Cliff Douglas, the former vice president for tobacco control at the American Cancer Society, was one of several speakers to call for a truce in the battles over vaping that have fractured the tobacco control community.
“Failure to end the warfare and reinstate the fealty to good science risks millions of additional, premature smoking-related deaths that could otherwise have been prevented,” Douglas said.
A ban on flavored tobacco backfires
The newest and most eye-opening paper presented this week suggests that government efforts to restrict vaping could lead more people to smoke. Writing in JAMA Pediatrics, Abigail Friedman, an assistant professor at the Yale School of Public Health, looked at a ban on all flavored tobacco products that took effect in San Francisco in January, 2019.
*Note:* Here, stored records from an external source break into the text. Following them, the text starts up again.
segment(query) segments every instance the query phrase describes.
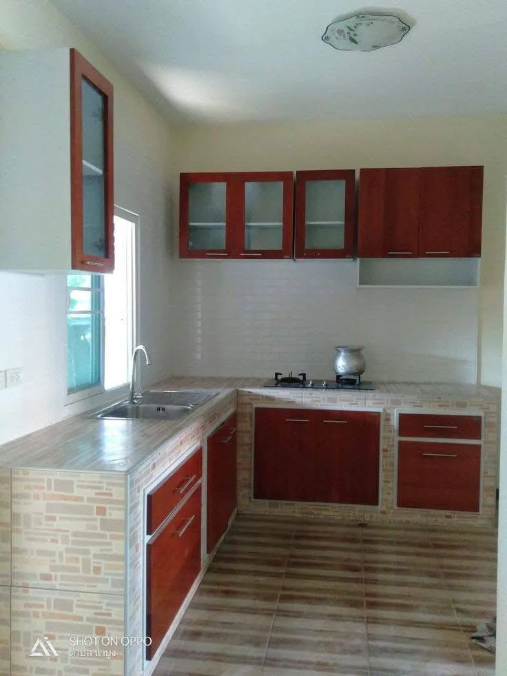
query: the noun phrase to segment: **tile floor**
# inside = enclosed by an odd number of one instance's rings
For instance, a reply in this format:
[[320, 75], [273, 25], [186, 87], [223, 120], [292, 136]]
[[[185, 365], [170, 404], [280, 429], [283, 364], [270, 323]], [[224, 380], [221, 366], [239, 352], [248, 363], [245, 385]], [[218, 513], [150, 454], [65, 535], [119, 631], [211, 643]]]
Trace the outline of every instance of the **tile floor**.
[[493, 676], [490, 531], [242, 515], [154, 676]]

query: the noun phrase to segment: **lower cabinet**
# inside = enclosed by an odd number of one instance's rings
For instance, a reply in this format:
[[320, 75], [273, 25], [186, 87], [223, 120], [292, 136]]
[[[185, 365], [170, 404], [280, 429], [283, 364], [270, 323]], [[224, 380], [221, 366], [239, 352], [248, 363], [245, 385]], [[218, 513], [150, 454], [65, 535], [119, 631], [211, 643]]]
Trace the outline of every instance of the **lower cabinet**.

Other studies reported that adults aged 18 to 34 cut back on tobacco use after the ban, but Friedman’s study was the first to look at the behavior of high school students. The flavor ban, she wrote, “was associated with increased smoking among minor high school students relative to other school districts.”
Here’s a chart from her study.
“All else equal, restricting ENDS (electronic nicotine delivery systems, or e-cigarettes) access seem to increase tobacco use,” Friedman said.
If true, this is terrible news. Everyone in tobacco control agrees that smoking conventional cigarettes is bad. To her credit, Friedman noted the limits of her study, which took a short-term look at a single city. It’s also not clear whether the high school students were heavy or occasional smokers.
Still, Friedman said: “We should be wary of tackling vaping with all or nothing policies like bans.” Caution is warranted, if only because teen tobacco usage patterns have been distorted lately by the Covid-19 pandemic, the scare about EVALI (which was not caused by e-cigarettes) and the ban on tobacco sales to anyone under 21 enacted by the Trump administration. We don’t know much about what tobacco products teens are using, and why.
Those favoring the approach known as harm reduction — as opposed to outright bans — also pointed to favorable evidence from abroad. Sweden has the lowest smoking rate in Europe because people have turned to snus, an oral smokeless tobacco product. In Japan, the growth of a smokeless tobacco product reduced cigarette sales, a study by the American Cancer Society found.
“There’s a glimmer of hope out there,” said Mike Cummings, the South Carolina professor who has studied tobacco use for decades. “It’s not all gloom and doom. It’s pretty dark in the United States, I have to say.”